Which is when Dottie whistles and sics the wildlife on her, undoubtedly mauling her beyond recognition.

But what about the eagles?  Surely we're going to get a touching mother and child reunion, aren't w-


Well, that's a dark way to end a movie.  Who knew Norway was so morbid and perverse?

Well, let's get to it.

The Go- nah, just kidding.

The movie doesn't really end there, of course.  After a fake-out that's nowhere on par as Disney did in the last Tinkerbell movie, the mother wakes up, and the two are reunited with each other.  But first there's a moment where the baby bird doesn't want to go back to the mother bird, and Radar confesses how happy he was to "be a mommy."  But once Scruffy realizes the "new mommy" will better be able to teach him how to fly, he goes back happily.  Cut to a short time later, and Scruffy (now "Alfie" I guess) is flying with his mother, and the park is reopened.

Then it ends.

Seriously.

The Good:

Well, while there's some technical hiccups and weird character design choices, the animation is actually pretty solid.  Scruffy is well-animated, and while talking cars are never NOT creepy and Dottie looks like someone crossbred Mr.
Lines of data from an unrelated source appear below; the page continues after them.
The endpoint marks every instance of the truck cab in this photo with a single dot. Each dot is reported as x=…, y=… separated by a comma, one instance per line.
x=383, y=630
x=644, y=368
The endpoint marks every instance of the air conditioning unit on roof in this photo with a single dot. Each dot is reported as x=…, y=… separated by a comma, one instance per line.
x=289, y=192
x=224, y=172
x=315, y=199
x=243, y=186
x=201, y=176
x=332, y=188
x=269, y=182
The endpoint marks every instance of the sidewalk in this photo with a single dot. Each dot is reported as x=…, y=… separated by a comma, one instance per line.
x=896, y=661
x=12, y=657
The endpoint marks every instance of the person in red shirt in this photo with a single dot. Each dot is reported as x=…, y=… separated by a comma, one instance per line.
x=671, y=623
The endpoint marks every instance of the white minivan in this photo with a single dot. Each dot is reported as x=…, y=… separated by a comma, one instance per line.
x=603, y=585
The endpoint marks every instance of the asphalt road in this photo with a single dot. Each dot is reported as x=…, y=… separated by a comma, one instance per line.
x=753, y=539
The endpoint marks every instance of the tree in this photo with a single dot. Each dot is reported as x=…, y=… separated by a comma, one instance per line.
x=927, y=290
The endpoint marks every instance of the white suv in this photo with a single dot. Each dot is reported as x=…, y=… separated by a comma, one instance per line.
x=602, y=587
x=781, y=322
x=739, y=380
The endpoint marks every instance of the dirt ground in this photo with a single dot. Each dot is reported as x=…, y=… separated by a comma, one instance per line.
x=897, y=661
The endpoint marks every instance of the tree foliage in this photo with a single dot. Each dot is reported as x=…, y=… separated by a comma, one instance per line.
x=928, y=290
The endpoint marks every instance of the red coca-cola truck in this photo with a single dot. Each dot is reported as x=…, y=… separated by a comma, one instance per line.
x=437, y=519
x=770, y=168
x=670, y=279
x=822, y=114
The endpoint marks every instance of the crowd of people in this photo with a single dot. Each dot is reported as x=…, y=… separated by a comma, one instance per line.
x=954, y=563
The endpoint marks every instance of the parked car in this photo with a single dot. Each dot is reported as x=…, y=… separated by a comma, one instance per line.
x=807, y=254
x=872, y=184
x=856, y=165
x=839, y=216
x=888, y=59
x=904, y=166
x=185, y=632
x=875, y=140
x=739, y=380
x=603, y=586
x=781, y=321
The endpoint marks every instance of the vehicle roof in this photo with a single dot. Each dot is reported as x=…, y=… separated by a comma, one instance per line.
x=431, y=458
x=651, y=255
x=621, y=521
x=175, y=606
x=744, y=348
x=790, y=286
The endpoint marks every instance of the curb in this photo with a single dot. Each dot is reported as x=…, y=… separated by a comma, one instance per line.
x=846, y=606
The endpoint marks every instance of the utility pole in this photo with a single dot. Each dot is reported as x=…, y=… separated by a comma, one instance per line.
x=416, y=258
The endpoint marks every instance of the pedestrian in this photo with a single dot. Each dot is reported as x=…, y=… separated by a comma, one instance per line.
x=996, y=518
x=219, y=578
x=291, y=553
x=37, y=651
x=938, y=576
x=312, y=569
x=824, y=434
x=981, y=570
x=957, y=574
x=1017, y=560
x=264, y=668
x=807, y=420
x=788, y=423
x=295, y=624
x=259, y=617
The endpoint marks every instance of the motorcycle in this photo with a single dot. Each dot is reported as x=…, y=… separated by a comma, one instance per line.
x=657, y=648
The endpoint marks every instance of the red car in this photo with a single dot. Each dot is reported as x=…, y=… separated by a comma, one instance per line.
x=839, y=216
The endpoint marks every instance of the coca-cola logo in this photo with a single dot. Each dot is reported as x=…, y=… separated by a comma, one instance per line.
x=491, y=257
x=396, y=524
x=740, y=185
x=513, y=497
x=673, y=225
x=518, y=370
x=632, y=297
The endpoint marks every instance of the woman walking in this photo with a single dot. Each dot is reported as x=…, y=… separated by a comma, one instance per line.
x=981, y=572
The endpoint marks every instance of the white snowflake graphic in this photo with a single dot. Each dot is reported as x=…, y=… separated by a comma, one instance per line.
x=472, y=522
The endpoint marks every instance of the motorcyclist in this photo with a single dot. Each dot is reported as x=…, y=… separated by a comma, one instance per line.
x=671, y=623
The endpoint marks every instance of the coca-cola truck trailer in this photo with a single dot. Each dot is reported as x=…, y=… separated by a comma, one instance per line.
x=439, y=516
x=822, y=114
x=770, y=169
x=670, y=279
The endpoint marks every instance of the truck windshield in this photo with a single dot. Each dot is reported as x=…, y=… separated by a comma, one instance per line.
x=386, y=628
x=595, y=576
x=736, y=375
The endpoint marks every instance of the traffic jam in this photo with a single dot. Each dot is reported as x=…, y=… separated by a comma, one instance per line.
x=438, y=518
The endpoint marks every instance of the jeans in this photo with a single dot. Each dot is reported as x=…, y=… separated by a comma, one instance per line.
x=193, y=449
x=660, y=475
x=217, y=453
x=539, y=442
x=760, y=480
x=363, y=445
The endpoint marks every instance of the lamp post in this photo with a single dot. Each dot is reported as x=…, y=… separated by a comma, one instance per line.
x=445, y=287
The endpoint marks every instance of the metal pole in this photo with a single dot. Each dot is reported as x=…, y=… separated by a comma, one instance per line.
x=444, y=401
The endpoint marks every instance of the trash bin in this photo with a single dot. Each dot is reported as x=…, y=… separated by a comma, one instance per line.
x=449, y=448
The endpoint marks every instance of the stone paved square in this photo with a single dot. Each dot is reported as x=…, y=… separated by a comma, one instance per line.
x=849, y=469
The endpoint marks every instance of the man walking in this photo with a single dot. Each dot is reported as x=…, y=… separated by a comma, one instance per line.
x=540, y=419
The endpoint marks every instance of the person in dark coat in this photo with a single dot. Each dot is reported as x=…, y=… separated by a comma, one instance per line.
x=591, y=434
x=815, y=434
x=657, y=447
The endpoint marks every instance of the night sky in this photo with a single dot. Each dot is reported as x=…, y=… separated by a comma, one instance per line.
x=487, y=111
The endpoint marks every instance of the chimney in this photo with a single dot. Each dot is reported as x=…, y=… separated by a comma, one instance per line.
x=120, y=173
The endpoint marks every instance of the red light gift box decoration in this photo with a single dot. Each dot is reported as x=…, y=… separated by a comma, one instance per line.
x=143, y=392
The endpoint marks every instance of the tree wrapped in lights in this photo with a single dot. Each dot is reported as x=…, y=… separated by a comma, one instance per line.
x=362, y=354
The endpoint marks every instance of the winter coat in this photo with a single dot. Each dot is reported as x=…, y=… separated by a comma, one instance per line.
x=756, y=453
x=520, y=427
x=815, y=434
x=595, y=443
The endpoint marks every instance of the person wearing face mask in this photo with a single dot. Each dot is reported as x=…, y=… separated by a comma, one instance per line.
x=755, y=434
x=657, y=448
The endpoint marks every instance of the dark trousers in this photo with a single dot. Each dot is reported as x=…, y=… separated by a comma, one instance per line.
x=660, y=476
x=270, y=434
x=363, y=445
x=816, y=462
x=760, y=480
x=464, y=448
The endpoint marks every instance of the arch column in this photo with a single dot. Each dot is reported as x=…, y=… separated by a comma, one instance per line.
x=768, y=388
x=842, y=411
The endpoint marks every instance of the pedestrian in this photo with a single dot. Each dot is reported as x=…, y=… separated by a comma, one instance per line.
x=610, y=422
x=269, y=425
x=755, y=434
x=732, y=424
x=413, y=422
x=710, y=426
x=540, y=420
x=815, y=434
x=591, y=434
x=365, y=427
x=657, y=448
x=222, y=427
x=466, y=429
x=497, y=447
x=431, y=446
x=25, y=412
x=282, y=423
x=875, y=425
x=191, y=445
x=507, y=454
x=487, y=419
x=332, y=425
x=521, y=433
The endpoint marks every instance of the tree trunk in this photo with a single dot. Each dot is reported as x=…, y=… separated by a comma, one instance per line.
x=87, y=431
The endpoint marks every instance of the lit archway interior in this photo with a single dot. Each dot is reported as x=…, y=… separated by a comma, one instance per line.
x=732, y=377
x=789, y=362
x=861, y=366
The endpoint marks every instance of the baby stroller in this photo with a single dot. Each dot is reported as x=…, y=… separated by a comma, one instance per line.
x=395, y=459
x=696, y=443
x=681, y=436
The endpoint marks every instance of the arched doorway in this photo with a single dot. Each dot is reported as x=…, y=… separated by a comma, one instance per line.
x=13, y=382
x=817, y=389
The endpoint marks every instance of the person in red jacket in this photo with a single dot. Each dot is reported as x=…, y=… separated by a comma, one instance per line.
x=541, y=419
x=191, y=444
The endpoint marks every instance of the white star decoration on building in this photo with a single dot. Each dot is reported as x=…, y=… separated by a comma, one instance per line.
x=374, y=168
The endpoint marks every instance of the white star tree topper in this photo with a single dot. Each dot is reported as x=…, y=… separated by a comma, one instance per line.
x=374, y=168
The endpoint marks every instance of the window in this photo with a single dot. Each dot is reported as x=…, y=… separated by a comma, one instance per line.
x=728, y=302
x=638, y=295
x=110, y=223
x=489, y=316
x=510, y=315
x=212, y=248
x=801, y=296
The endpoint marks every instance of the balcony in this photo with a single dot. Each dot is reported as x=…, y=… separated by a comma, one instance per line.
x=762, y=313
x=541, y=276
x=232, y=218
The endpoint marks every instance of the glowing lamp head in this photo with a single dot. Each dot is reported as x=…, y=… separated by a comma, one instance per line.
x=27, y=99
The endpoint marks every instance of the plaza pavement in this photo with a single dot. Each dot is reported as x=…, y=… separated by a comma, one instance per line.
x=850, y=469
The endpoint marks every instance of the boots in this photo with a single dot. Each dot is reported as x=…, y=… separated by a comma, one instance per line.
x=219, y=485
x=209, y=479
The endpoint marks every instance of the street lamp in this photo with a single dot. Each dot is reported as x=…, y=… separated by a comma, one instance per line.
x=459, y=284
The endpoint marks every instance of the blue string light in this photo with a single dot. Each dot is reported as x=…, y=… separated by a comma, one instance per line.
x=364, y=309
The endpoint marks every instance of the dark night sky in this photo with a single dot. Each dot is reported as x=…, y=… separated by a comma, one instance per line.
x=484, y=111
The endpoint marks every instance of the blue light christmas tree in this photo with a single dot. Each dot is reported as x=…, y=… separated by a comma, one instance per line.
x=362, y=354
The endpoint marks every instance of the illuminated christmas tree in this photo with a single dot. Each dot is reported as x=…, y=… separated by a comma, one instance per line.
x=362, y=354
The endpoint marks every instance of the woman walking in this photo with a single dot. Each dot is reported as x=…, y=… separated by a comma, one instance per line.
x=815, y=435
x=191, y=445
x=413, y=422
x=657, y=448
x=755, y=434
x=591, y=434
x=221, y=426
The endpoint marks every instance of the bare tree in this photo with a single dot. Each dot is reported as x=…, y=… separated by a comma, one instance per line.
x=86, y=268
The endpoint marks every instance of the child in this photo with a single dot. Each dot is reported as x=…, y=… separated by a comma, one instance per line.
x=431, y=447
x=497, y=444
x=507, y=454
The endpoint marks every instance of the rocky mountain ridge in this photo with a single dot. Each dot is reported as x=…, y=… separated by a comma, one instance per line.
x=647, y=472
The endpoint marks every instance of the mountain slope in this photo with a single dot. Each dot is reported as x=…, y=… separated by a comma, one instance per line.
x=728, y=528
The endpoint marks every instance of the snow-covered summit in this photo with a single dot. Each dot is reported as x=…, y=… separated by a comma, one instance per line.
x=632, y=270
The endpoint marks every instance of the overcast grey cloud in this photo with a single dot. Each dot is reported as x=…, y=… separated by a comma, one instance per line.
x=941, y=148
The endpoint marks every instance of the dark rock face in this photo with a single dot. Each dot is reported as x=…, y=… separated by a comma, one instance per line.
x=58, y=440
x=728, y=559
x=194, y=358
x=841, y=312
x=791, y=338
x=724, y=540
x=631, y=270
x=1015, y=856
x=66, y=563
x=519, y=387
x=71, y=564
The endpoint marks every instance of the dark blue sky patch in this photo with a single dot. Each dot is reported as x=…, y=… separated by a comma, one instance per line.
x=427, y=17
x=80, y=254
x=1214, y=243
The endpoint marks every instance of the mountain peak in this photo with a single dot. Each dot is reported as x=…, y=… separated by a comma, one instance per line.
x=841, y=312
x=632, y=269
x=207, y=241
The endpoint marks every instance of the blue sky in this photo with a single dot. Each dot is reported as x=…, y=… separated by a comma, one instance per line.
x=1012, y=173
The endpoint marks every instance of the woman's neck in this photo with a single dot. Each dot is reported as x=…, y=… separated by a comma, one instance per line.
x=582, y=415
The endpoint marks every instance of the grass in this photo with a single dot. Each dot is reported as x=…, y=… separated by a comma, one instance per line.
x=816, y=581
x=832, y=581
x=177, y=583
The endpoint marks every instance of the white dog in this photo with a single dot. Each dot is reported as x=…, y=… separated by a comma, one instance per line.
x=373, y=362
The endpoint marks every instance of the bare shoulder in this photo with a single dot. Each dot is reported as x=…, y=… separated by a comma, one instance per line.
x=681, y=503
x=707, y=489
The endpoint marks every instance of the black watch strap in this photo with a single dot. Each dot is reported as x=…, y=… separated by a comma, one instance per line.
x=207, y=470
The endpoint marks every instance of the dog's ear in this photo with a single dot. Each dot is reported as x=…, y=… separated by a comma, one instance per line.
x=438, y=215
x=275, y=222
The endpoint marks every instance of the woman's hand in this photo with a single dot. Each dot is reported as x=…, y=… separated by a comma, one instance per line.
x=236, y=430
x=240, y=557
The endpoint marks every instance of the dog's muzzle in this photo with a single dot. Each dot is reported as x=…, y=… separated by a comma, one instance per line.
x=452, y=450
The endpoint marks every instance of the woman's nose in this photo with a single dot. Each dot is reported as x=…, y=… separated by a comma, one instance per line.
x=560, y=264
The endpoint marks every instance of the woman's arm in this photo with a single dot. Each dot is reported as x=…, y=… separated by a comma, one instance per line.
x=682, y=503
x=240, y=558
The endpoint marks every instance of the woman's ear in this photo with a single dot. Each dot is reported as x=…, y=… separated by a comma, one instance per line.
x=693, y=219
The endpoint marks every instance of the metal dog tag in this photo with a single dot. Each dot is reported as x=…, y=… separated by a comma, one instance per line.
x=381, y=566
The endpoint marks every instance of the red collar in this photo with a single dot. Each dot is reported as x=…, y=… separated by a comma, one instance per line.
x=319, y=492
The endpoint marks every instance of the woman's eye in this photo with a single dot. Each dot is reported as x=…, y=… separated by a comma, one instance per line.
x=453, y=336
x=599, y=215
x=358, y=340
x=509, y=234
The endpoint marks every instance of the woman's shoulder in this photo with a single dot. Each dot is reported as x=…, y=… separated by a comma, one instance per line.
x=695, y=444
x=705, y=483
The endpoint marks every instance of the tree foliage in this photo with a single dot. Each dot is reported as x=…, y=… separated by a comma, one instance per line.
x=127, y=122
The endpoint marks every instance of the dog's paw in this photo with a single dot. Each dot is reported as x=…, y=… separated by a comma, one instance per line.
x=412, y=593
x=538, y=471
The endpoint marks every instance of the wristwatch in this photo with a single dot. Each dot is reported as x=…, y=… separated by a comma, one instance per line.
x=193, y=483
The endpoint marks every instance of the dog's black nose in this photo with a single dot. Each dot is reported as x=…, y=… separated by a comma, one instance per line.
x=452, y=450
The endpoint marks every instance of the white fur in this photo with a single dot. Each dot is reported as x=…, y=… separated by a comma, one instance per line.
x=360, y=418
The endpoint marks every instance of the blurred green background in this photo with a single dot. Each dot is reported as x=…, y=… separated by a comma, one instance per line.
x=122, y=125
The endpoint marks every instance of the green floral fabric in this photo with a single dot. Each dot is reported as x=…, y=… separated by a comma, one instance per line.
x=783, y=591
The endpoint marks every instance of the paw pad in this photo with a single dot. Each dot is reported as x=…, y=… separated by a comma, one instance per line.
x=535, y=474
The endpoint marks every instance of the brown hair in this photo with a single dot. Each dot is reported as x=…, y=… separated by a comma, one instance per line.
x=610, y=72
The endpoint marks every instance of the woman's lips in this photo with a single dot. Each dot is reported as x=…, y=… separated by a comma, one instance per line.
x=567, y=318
Jinx and a weasel, there's a lot of good stuff.  Human reaction is appropriately exaggurated for a children's show, the environments are actually really pretty, and the buildings carry a distinctive style to them that works when you consider what Norway is like (lots of slanted roofs, for example, for easy snow removal).

The voice acting is pretty good in several areas, too.  I think the actors knew they were getting a terrible script, and they just had fun with it.  The person who does Scruffy just doesn't seem to care how ridiculous her lines are, and while I cringe to hear the dialogue between Uncle Richard and Elizabeth in this film, her attraction to him felt rather real in how she talked, and he was just lovably goofy.

The Bad:

Man.  Everything else.  The story was slow and plodding with lots of unnecessary scenes.  The script-writing was horrendous, with apparently nobody WATCHING the movie while trying to figure out what the Norwegian phrase actually translated to in English.  There are some things that just don't translate over, which is common in a lot of translated works, and while I hear a lot of seemingly pointlessly repeated lines in Japanese works, I was rather surprised to hear it here ("There's something just as special as that!"  "Oh?  There's something just as special?").

I get that not every kids movie needs to be high-brow deep intellectual thought (god knows Unico wasn't but I still loved it), but between bad writing, bad editing, and bad reading, there are moments that even a child would go "no, that's wrong."  Logic takes a back seat to convenience, and characters who are meant to be goofy and wacky are just obnoxious.

Oh, and then let's discuss the creepy emotional attachments.  A car demanding to be "mommy" to a bird.  A cop making out with someone in the bushes just feet away from his superior and her mother.  Otter relationship abuse.  The list goes on and on.

Overall:

I could probably cut 60 minutes out of the run time of this and turn it into a pretty decent cartoon episode.  But that's 60 minutes of drudgery and slow moving plot and nonsense dialogue that just sucks any possible enjoyment out of watching this.

Is it one of the most disturbing films I've ever seen?  Well, the car insisting it can be "mommy" to a bird probably ranks up there, but as a whole, it's terrible, but not the most disturbing thing I've ever seen.

That would probably still be this, this, or this.

This will be in my bottom eleven of the year, though.